Media & Press

A Different View on Failure

1 November, 2019

Liam Lawrence

Summer Students at Sunnbrook Research Institute

I learned something valuable about failure this past summer. From May to August, I worked as a research assistant in the focused ultrasound group at the Sunnybrook Research Institute. The group’s aim is to develop devices capable of focusing ultrasound to specific locations inside of the body to treat diseases including essential tremor, uterine fibroids, and cancer. Some of these treatments are facilitated by microbubbles, tiny gas-filled bubbles injected into the patient’s bloodstream, that vibrate when exposed to ultrasound and enhance the ultrasound’s therapeutic effects. It is important to monitor these bubbles during treatment to ensure, among other things, that the bubbles are in the correct location within the patient. We can monitor the bubbles through the sound waves produced by their vibrations. Using a piece of computer code called a passive acoustic mapping algorithm, we can turn measurements of these sound waves into an image of the positions of the bubbles. It was my task this summer to implement several passive acoustic mapping algorithms on a graphics processing unit — a machine capable of rapid data processing — and compare the performance of these algorithms on experimental data.

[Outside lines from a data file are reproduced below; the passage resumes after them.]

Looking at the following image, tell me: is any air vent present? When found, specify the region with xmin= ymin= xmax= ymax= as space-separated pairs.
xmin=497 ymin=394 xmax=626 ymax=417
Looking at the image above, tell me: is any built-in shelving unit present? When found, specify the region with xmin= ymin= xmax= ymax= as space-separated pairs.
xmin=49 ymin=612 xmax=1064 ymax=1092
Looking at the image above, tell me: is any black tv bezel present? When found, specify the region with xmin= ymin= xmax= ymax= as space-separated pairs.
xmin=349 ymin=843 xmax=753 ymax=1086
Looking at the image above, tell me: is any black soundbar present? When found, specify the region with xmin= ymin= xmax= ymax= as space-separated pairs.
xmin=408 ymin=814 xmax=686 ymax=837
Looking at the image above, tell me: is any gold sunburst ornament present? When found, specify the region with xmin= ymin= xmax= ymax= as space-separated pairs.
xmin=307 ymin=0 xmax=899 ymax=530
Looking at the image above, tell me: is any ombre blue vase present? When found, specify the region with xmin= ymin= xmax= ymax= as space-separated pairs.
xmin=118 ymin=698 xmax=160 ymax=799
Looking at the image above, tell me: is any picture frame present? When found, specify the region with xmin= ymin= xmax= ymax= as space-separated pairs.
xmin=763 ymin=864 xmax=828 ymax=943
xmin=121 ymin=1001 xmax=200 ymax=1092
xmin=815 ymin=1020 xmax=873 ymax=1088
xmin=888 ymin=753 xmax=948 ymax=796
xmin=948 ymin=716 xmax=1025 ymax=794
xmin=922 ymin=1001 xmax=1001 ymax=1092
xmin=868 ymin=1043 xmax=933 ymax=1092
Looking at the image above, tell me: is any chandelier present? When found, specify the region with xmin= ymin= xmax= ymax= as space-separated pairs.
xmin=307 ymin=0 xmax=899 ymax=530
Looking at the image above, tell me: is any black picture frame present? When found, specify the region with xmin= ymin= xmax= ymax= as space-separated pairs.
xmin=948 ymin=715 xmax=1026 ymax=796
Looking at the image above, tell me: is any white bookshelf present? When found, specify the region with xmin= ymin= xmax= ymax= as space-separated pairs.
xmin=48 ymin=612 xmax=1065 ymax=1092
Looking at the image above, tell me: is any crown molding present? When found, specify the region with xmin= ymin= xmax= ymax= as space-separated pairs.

This task came with failure. I had to learn the mathematics underlying passive acoustic mapping algorithms by reading academic papers. I would read a paper multiple times and still not grasp its contents. I had to learn how to program a graphics processing unit. I would write a block of code and test it on experimental data, only to watch an image of random black-and-white smears emerge. I had to learn how to compare the performance of different algorithms through quantitative measures of image quality. I would make a conclusion on the relative performance of two algorithms, only to realize later that the results were a fluke of the particular batch of data I had analyzed.

Encountering this repeated failure was demoralizing. I beat myself up over it. Why could I not learn the math more quickly? Why could I not write code that worked the first time around? Why could I not keep myself from rushing to conclusions?

I eventually realized that the problem was not the failure itself, but my interpretation of it. I was taking failure as an indication that there was something wrong with me, rather than seeing it as an inevitable part of learning and creating. Expecting myself to do something perfectly the first time around is as ridiculous as expecting a baby to know how to walk as soon it’s born. I began to take a different view of each of the struggles I encountered while implementing passive acoustic mapping algorithms. Math is not intuitive to human beings. Thats why it took me a long time to understand the papers I was reading. Everyone makes mistakes while writing code. Thats why debugging software exists. Analyzing experimental results with a sober mindset is not a natural skill. Drawing the proper conclusions is part of a scientists training.

I understand now that I cannot expect myself to avoid failure, nor is there a reason to beat myself up over making mistakes or falling short of an ideal. This past summer taught me that the correct response to failure is to learn what I can from the experience, and then try again.